海洋ごみ× 教育(ESDG)×モザイクアート プロジェクト
■事業概要
本事業は、北九州市が掲げる「SDGs未来都市」の理念に基づき、「海洋ごみ × 教育 × モザイクアート」を融合した、新たな地域モデルの創出を目的とした企画です。海洋ごみや海岸清掃活動の記録を写真素材として活用し、「美しさ×痛みの共存」をテーマにモザイクアート作品として再構成します。これにより、海洋ごみ問題を単なる環境課題としてではなく、私たちの生活や社会の在り方と結びついた問題として可視化します。本展を通じて、子どもから大人まで幅広い世代が、環境問題を「知る」だけでなく「自分ごと」として捉え、考え、対話し、行動へとつなげる学習機会を提供します。
なぜ海洋ごみなのか?
UNEP(国連環境計画)
国際的な推計では、毎年約800万トンものプラスチックが、河川や沿岸部から海へ流出しているとされています。その海洋ごみの約8割は陸上から河川を通じて海へ流れているという研究結果が出ています。現在の傾向が続いた場合、2050年ごろに海洋プラスチックの総重量が、魚類など海洋生物の総重量を上回る可能性がある。と、指摘されています。
From Pollution to Solution: A Global Assessment of Marine Litter and Plastic Pollution(2022)

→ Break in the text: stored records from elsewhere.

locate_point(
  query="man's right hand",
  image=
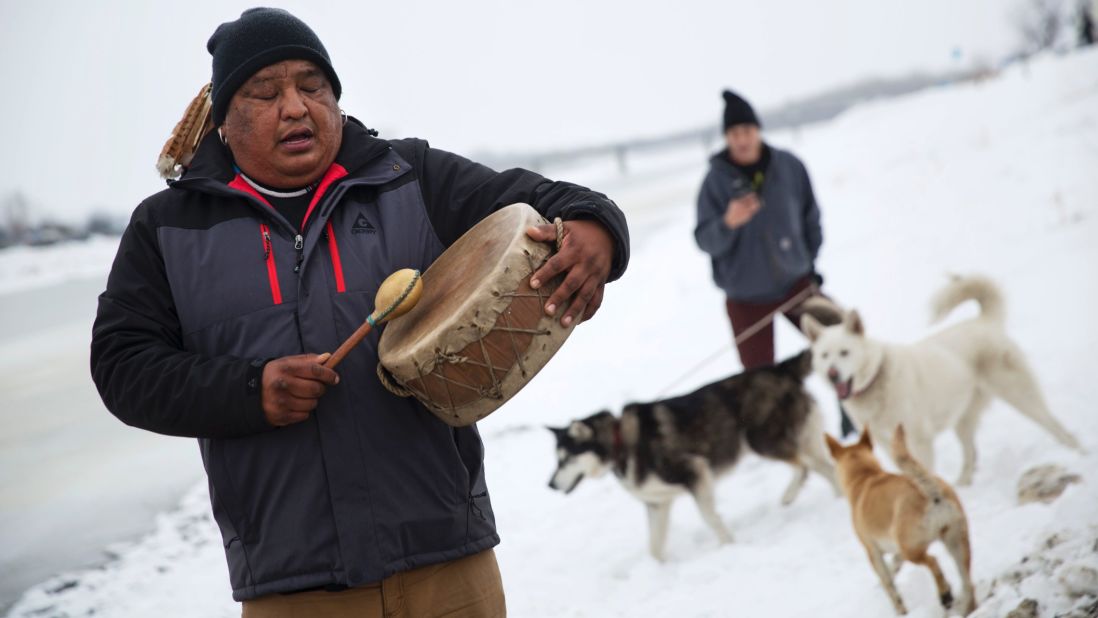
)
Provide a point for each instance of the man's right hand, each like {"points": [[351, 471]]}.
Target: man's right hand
{"points": [[292, 385], [741, 210]]}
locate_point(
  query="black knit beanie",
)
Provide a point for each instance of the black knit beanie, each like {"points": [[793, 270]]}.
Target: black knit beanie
{"points": [[259, 38], [738, 111]]}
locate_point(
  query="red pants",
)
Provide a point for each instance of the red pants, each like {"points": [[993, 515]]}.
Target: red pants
{"points": [[758, 350]]}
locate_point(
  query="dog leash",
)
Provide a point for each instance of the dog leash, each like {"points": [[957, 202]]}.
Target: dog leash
{"points": [[750, 332]]}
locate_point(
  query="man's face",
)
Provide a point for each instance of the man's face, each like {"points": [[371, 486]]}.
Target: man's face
{"points": [[283, 124], [744, 144]]}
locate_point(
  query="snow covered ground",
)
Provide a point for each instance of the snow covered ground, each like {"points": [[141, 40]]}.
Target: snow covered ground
{"points": [[995, 177]]}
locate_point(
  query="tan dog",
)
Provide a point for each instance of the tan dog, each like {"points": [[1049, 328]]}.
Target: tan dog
{"points": [[903, 514]]}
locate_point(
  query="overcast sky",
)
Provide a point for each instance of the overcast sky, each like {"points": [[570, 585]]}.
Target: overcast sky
{"points": [[93, 88]]}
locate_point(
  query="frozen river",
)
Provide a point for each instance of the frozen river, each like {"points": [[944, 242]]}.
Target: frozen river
{"points": [[74, 480]]}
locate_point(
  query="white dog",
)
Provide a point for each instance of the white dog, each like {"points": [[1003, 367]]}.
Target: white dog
{"points": [[942, 382]]}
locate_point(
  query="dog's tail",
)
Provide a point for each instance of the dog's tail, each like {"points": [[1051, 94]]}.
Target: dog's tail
{"points": [[974, 288], [923, 480]]}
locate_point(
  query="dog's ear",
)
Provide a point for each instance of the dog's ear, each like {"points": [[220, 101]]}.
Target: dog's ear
{"points": [[810, 327], [558, 431], [580, 431], [865, 440], [853, 323]]}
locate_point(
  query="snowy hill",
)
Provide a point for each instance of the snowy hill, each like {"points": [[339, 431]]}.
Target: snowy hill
{"points": [[996, 177]]}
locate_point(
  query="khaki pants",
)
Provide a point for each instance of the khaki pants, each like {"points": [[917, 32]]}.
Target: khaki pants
{"points": [[466, 587]]}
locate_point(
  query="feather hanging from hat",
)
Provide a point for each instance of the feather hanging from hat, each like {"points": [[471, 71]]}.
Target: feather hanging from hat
{"points": [[179, 149]]}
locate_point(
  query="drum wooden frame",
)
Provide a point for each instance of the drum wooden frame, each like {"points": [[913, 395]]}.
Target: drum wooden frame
{"points": [[479, 333]]}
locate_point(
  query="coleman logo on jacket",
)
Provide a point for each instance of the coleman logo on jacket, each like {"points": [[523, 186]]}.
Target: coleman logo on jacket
{"points": [[362, 226]]}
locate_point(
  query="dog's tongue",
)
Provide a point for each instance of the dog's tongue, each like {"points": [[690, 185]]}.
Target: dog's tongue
{"points": [[843, 389]]}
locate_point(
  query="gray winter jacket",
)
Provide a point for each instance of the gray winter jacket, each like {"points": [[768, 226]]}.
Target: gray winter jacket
{"points": [[761, 260], [210, 282]]}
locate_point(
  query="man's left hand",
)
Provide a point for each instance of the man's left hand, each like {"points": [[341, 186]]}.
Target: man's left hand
{"points": [[585, 256]]}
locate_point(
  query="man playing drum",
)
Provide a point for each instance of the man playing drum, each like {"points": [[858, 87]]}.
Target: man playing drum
{"points": [[334, 497]]}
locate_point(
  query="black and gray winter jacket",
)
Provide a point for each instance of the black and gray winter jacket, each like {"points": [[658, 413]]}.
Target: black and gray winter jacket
{"points": [[761, 260], [209, 282]]}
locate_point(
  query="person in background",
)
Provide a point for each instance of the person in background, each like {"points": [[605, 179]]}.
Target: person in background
{"points": [[759, 222]]}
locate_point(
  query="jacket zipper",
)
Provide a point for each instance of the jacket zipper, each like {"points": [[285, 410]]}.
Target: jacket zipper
{"points": [[271, 266]]}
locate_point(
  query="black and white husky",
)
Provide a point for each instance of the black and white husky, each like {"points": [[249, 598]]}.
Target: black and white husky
{"points": [[662, 449]]}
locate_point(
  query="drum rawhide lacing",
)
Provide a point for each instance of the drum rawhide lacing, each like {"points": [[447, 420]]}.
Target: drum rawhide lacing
{"points": [[503, 336]]}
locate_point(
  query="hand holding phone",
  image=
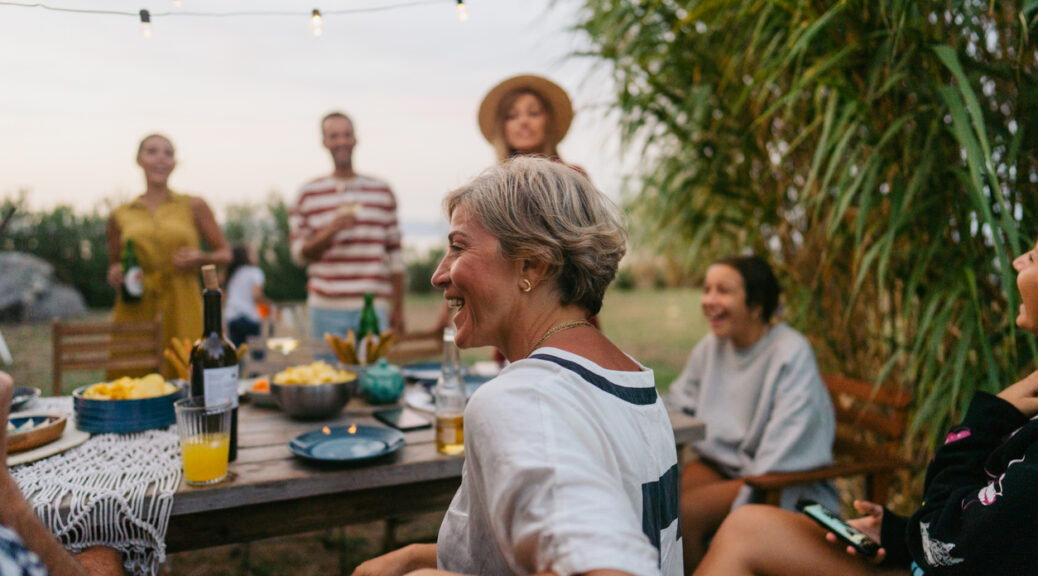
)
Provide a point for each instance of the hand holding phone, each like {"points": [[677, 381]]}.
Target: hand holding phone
{"points": [[828, 520]]}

・Ellen MacArthur Foundation
The New Plastics Economy: Rethinking the Future of Plastics(2016)

■企画の主旨
1. 美しさと痛みの共存
海洋ごみは単なる漂流物ではなく、私たち人間社会の消費行動や無関心が生み出した結果であり、同時に地球環境が受けた“痛み”の記録でもあります。本企画では、「美しさ=海」「痛み=海洋ごみ」という対立する要素をモザイクアートとして再構成し、一つの作品として提示します。
2. モザイク表現の意図
清掃活動の記録や海洋ごみの実態を、モザイク表現として集積・可視化することで、海洋ごみ問題の深刻さを感覚的に理解するための表現としています。数値では伝わりにくい現実を、視覚的事実として提示することを目的としています。
3. モノクロと色彩の対比構造
モノクロは海洋ごみ問題の重さや現状を、色彩は子どもや未来、希望を象徴します。この対比構造により、問題提起と同時に、未来へ向かう可能性を内包した表現を行います。
4. 余白の教育的意義
作品の随所に意図的な余白を設けることで、観覧者が一方的に答えを受け取るのではなく、「問い→思考→対話→行動」へとつながる内省の時間を生み出す空間設計としています。
5. 放課後デイサービスの子どもたちによる作品展示
放課後デイサービスに通う子どもたちが、自身の感じた問いや感性を作品として表現し、展示を通じて観覧者に問いかけます。子ども主体の視点を通じて、大人や社会に新たな気づきを促す構成としています。
■目的・意義
1. 環境教育の深化
海洋ごみを「視覚化された教材」として提示を行い、子どもたちの環境意識の基盤形成を図ります。
2. 市民参加型教育モデルの構築
海岸清掃やワークショップを通じ、地域市民が主体的に関わる参加型の教育モデルを構築します。
3. 北九州市発・環境教育モデルの発信
本事業は北九州市環境学習課の後援を受けて実施されており、「北九州市発」の環境教育モデルとして、将来的な全国展開や他地域への波及を見据えています。
4. 大人への再教育(生涯学習)
子ども主体の構造を通じて、大人自身が気づきを得る再教育(リスキリング)の機会を創出し、生涯学習としての環境教育を実践します。